Multi-factor authentication
Here you configure settings regarding multi-factor authentication (MFA) for users in the company.
Enable by default for users
With this setting you decide if MFA should be activated by default for all uses in the company. If you do not activate this setting you can still activate MFA for specific uses. This is done under the Security tab in the Users procedure.
When you activate the setting, the following setting will also become available: Enable for users with Windows account.
Please note! When MFA is activated for a user, the login window for Monitor ERP will display a QR code for registration of an authentication device. It will also show an entry field for a six-digit, one-time code supplied by an authentication app.
If you deactivate the setting you will receive a question asking if all registered devices should be removed. If you click Yes to this question, the users must register their devices again, if you should choose to reactivate the setting.
Enable for users with Windows account
With this setting you determine if users, who are using integrated login in Monitor ERP via a Windows account, should be included in MFA.
Days to register authentication device
Here you enter the length of the registration period. That is, how many days users should be given to register their device. They must register the device the first time they log in to Monitor ERP. The registration period starts after you have activated MFA for the user.
If you enter zero (0) days it means no registration period will be applied. In that case the setting called Rights after expired registration period below will determine what the users are allowed to do in the system.
Rights during registration period
Here you decide access and user rights for the users during the registration period, in cases where the user choose to skip the device registration in the login window. The following options are available:
- Regular user rights – (default) This option will grant the user access to the procedures which he/she normally can access via their regular user rights in the Users procedure.

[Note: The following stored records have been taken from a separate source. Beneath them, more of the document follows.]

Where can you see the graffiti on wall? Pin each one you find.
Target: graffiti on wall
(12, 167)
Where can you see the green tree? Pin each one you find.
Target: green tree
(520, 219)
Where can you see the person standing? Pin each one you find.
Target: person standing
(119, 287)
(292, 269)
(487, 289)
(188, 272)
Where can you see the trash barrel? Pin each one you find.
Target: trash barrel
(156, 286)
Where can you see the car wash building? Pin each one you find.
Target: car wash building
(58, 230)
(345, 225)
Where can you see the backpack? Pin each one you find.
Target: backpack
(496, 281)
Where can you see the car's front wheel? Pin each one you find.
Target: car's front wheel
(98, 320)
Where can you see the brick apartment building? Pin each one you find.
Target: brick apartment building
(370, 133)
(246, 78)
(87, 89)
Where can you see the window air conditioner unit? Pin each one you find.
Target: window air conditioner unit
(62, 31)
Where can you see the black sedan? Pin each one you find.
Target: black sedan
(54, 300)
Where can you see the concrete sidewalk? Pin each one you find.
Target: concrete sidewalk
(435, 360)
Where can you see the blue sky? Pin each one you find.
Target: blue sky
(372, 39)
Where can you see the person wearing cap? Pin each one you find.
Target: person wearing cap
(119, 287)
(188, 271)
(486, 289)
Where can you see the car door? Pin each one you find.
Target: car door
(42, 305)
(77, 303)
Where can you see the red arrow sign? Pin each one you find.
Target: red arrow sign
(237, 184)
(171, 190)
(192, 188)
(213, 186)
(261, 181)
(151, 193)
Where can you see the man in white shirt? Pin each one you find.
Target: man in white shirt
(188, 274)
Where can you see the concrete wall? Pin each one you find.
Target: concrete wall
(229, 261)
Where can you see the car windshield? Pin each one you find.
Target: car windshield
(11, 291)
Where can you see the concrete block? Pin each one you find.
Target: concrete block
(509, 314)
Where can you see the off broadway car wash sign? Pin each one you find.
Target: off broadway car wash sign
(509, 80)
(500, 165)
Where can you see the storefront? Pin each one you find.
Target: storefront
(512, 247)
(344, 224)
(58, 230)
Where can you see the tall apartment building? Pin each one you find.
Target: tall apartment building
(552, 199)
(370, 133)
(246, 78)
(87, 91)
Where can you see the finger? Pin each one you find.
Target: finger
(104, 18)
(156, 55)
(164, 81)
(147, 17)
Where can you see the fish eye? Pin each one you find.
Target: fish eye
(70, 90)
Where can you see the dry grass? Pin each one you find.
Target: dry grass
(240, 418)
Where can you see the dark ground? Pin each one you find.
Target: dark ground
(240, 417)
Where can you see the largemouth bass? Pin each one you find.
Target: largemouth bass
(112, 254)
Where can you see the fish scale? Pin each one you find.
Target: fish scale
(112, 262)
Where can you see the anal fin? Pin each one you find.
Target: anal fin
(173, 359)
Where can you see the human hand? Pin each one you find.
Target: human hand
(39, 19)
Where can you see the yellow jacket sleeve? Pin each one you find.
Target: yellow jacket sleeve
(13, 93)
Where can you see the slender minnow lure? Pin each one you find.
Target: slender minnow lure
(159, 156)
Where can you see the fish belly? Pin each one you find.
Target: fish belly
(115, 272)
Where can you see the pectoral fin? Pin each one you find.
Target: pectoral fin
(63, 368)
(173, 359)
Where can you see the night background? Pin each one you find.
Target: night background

- Force device registration at login – This option means that if the user decides to skip the device registration in the login window, everything will be blocked in Monitor ERP. That is, the user must register a device during login in order to be able to use Monitor ERP.
Rights after expired registration period
Here you decide access and user rights for the users after the registration period expired. The following options are available:
- Force device registration at login – (default) This option means that if the user decides to skip the device registration in the login window, everything will be blocked in Monitor ERP. That is, the user must register a device during login in order to be able to use Monitor ERP.
- Block users – This option will deny the user access to the Monitor ERP client. An error message will be displayed in the login window if the user tries to log in again. In that case, the user has to contact a system administrator who can remove the block from the user in the Users procedure.